Stories from the Field…

People are always asking us for data and graphs showing examples of a catastrophic failure or load loss caused by defective batteries in their UPS systems.

People are always asking us for data and graphs showing examples of a catastrophic failure or load loss caused by defective batteries in their UPS systems. It is very difficult for us to support these requests because unless someone is ignoring their Cellwatch system alarms there simply are not any good examples to share. Our primary design focus is to ensure when the Cellwatch system is installed and operators are properly monitoring their batteries, catastrophic battery failures can be avoided.

However, we were able to eventually find a situation that produced very interesting battery data for everyone involved. It all began when we received a call from an installer explaining that a battery had failed over a weekend — this rarely occurs so we requested the Cellwatch data.

Following is the background information which helps fully illustrate the situation. This site had three small UPSs each with a 2 string, 16 jar battery. On the Friday before the disaster, the float voltage on two of the UPSs increased by about 7 volts. Most battery technicians dealing with high voltage batteries would consider an increase of 7 volts as negligible, but across 16, 12 volt jars, that’s almost half a volt increase in float voltage on each 12 volt jar. Clearly immediate attention should have been given to the matter. Our suggestion for a best practice is to investigate any alarm condition. Since this situation created an alarm, the best practice should have been to investigate the cause soon after the alarm was reported.

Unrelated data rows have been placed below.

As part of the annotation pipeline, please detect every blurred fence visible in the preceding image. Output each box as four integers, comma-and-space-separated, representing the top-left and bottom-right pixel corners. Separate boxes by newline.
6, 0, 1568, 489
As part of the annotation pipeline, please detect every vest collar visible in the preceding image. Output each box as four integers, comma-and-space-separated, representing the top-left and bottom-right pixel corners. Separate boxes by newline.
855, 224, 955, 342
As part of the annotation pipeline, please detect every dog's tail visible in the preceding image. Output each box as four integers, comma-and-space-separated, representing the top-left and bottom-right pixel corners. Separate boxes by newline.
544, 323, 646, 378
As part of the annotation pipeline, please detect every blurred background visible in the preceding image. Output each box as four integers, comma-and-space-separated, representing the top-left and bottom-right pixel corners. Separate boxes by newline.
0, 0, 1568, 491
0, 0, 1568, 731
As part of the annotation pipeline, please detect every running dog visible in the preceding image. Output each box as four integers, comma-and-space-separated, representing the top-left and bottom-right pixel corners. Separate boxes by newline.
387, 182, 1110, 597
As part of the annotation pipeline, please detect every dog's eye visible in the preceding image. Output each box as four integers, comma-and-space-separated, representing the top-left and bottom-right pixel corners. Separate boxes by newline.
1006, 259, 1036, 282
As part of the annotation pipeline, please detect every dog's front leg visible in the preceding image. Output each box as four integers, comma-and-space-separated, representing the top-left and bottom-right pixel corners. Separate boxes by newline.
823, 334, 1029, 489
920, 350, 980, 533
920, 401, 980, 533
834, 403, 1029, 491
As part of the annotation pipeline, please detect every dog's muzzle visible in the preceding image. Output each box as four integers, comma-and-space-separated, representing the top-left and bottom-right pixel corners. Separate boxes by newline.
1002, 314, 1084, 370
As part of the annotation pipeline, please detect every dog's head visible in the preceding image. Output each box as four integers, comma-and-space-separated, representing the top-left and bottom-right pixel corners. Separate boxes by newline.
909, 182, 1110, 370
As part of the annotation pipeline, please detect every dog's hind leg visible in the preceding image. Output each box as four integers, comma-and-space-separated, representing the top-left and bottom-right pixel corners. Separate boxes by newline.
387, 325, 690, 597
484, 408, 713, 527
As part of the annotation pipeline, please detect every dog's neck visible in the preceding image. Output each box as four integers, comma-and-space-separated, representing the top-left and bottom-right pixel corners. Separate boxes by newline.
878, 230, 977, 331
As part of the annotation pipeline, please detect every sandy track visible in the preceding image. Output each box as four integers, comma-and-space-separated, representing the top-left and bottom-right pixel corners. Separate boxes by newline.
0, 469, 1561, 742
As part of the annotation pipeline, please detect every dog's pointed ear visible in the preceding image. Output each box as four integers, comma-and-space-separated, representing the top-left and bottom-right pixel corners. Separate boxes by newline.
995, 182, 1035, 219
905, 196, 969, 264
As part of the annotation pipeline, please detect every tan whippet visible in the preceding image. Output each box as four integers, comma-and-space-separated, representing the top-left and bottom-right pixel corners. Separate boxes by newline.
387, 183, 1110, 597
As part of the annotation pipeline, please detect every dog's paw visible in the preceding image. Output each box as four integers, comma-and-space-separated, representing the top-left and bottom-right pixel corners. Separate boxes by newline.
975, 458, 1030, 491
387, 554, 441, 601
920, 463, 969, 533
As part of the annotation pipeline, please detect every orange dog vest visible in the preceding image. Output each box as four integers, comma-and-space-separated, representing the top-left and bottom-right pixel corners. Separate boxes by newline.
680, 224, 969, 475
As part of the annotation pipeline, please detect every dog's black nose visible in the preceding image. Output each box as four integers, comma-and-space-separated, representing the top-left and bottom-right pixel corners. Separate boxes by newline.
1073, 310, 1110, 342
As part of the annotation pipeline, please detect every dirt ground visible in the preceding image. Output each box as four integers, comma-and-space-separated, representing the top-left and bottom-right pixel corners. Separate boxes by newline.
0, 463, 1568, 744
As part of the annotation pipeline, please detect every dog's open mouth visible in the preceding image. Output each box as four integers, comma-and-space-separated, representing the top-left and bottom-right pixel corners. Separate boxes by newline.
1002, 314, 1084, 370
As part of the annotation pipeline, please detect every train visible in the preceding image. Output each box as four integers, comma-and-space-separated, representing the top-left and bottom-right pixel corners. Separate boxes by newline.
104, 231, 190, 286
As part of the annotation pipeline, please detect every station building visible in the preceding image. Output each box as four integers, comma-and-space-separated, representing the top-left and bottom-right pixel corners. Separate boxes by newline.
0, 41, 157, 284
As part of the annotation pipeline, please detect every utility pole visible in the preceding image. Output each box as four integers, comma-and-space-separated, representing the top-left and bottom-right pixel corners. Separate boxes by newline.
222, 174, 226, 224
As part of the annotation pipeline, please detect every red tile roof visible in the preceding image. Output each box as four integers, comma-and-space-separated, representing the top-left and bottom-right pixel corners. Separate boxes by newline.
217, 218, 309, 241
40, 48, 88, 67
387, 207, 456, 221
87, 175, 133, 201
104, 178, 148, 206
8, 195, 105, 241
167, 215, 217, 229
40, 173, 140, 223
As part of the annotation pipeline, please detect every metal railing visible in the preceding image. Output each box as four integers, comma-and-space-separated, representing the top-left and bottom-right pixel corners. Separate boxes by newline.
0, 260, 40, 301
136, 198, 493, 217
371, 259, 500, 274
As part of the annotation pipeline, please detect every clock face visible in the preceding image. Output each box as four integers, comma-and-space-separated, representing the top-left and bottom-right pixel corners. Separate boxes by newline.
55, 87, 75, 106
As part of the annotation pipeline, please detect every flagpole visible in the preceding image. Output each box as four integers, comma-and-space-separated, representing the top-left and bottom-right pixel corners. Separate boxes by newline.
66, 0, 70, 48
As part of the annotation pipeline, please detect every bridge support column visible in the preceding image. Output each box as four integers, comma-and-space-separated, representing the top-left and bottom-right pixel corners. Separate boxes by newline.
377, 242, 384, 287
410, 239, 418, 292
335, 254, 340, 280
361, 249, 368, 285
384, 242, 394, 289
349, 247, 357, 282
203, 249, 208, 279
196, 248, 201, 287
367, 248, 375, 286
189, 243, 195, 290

A quick look at the Cellwatch data showed the charge current rose to almost 13 amps, one of the jar float voltages rose to almost 16 volts over the weekend, and the temperature in the battery cabinet rose to 140 degrees Fahrenheit (60 degrees Celsius). Ultimately, the 12 volt jar failed without exploding or causing a fire, but the whole string was irreparably damaged and had to be replaced.

The Voltage graph clearly shows UPS 2, String 1, Jar 5 rising and accepting some of the over voltage beginning Friday, 4/11.

We’re sure many of you know what caused this. This battery had started into thermal runaway. Taking readings every day, Cellwatch had detected the problem long before risk of fire or runaway would occur. In fact, Cellwatch is used by companies required to meet National Electrical Code 608.3. Cellwatch is a listed device and can be configured to not only detect but prevent thermal runaway conditions.

The detailed history of the events revealed that the battery technician who was called out to the site assumed it was a battery problem and had planned to just change all 16 jars in the failed string of the UPS when he returned to work the following week. However, after NDSL’s battery expert looked at the data and saw that both UPS 2 and UPS 3 float voltage had increased on Friday, we suggested there was a more serious issue and he should try to find out why.

Now, the interesting aspect of the story is that the annual UPS maintenance visit had taken place on the Friday when the battery voltages began to rise, and the UPS technician had turned up the float voltage based on an indication of dropping voltages on the front panel LCD meter on two of the three UPSs. Both meters were reading 7 volts low according to a newly calibrated, hand held, DVM measuring across the battery breaker.

Thinking the charger was simply adjusted too low; the UPS technician had ‘bumped up’ the float, which could lead to catastrophic consequences. He had in fact exacerbated the problem by making the wrong assumption about the cause of the low battery voltage. It’s worth noting that the float voltage increase was instantly visible on the Cellwatch battery monitoring system which was fitted to all three UPS systems, and the one jar that started into thermal runaway, jar 5, triggered the alarm as early as Saturday. Action should have been taken at that time. Interestingly, it took the entire weekend for the current to reach its peak, and by Monday when UPS 2 was pumping almost 13 amps into this battery string, the temperature also reached its peak.

This is one of the rare events when the voltage will sound the alarm before ohmic value as the high voltage (and temperature) is actually destroying the charge holding capability of the battery. Had the charger voltage not been increased, it is highly likely that Cellwatch would have detected the failing jar long before it would have begun to heat up in the overcharged condition. However, this weakening cell was put under so much stress with the increased charger voltage that it accelerated the performance degradation.

(Note: The falling Ohmic Value graph above is a result of some of the channels of that DCM going so high they are off the scale of acceptable performance readings and are clipped by Cellwatch.)

Key takeaways from the story:

  • Discourage UPS maintenance on Fridays unless someone will be on-site to address any issues the following day.
  • Have the UPS technician check the calibration of the front panel instruments from time to time.
  • Make sure Cellwatch is installed and someone is looking at it – especially immediately following planned maintenance visits.

Alarms must have been going off all weekend with the temperature alarm being triggered sometime on Saturday and reaching its peak Sunday night/Monday morning.

It’s interesting to note how the current and temperature characteristics track each other closely as can be seen from the following charge current graph. Cellwatch does not trigger an alarm from high charge current but it is gratifying to note that all other alarms would have already been triggered by the their parameters before current became high.